Cunningham Park
Sy Spyler Field
Only a few months after he was married, Sy Spyler (1937-1998) began coaching Little League baseball, and he continued to volunteer for over 35 years. Most of those years he worked as a local coach. Even more than his enthusiasm for baseball, his love of working with children led Spyler to dedicate much of his time to coaching.
After he graduated from Theodore Roosevelt High School (P.S. 435) in the Bronx, Spyler became a union plumber. He worked on plumbing aspects of bridge projects before moving on to work for the New York City Housing Authority, where he did inspections and worked on reconstruction projects. Between 1955 and 1957 he was on active military duty in Europe. He was in the Army’s Special Services, where he played baseball and won the All Europe Championship with his team. Returning to the United States, he was drafted by the Chicago White Sox as a catcher, but was not able to play due to an injury. He married his wife Susan in 1963 and moved to Oakland Hills. Together they had two sons, one of whom is also a Little League coach now.

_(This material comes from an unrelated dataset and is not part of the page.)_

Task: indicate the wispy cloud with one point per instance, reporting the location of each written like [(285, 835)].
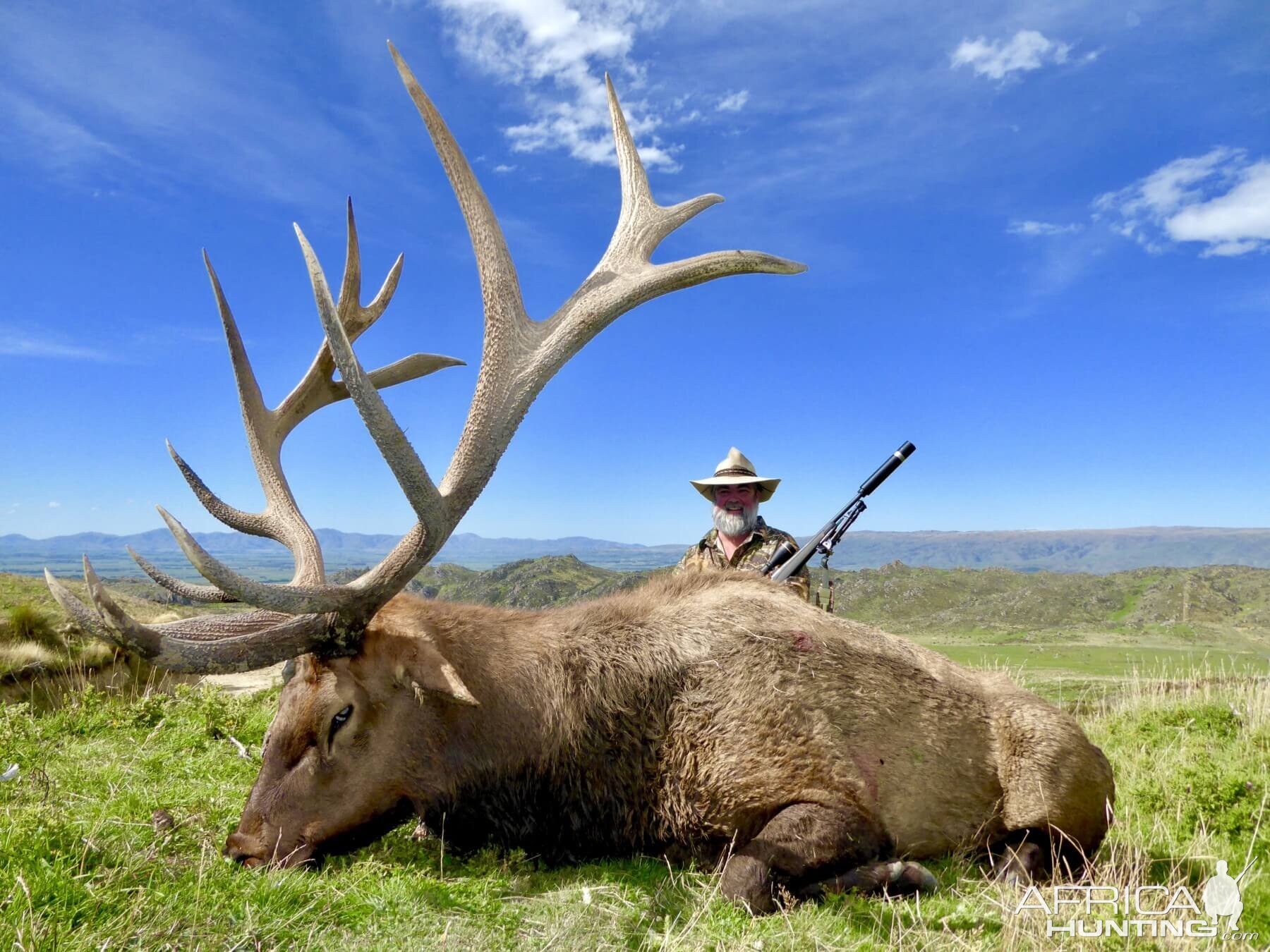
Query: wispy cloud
[(56, 139), (149, 102), (557, 51), (19, 343), (1028, 50), (1219, 200), (1036, 228)]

Located at 210th Street and 73rd Avenue, this is the closest ballfield to Spyler’s home in Windsor Park. It was known simply as “Field #7” until Council Member Sheldon Leffler asked Parks to change the name to honor Spyler’s dedication to Little League in 1999. This field is equipped with a backstop, seating for the players, concrete bleacher seating for spectators, and two drinking fountains. Located next to the field is 210th Street Playground. The ballfield and the playground are part of Cunningham Park. Originally named Hillside Park, it was renamed for W. Arthur Cunningham (1894-1934) the year that he died. Cunningham was the Comptroller during Mayor Fiorello H. La Guardia’s (1882-1947) administration and died suddenly of a heart attack during his term.
The site of Cunningham Park was first suggested on the map of Greater New York drafted in 1900. The map was created under the direction of Louis Risse, the chief engineer of New York City’s Topographical Bureau who designed the Grand Concourse in the Bronx, and it measured 27 by 31 feet. Displayed at the Paris Exposition, it was one of the most popular attractions, along with the Metro, Paris’s new subway, which opened four years before New York’s first line. The map proposed to tie the newly merged boroughs together with parks, boulevards, and highways. The City gradually acted on many of the proposals on Risse’s map, including the creation of a park on this site, buying parcels of land between 1928 and 1944.
Among the parcels that were merged to create Cunningham Park was the first automobile highway in the United States. Built in 1908 by William K. Vanderbilt Jr. as a toll road, its financial performance worsened as the public highway system grew. It finally closed in 1938, and has become a tree-lined path within the park. Walkers, joggers, and bicycle riders now use the former Motor Parkway.
Between Cunningham and Alley Pond Parks, attractive co-ops fill most of the area around 73rd Avenue. Alley Pond Park was another Risse proposal, and together with Cunningham Park, it helps define the neighborhood that sits between Union Parkway and 48th Avenue. Its name, Oakland Gardens, combines references to a mansion built by Frederick Newbold Lawrence in 1847 named “The Oaks” and the extensive gardens and greenhouses that opened there in 1859. The area slowly developed with middle class homes in the late 19th century. The Oakland Golf Club, formerly located on the site of the Queensborough Community College, had prominent members including Governor Alfred E. Smith (1873-1944) and Senator Robert F. Wagner (1877-1953). After World War II, the area began developing more rapidly with single family homes, apartment complexes, and co-ops.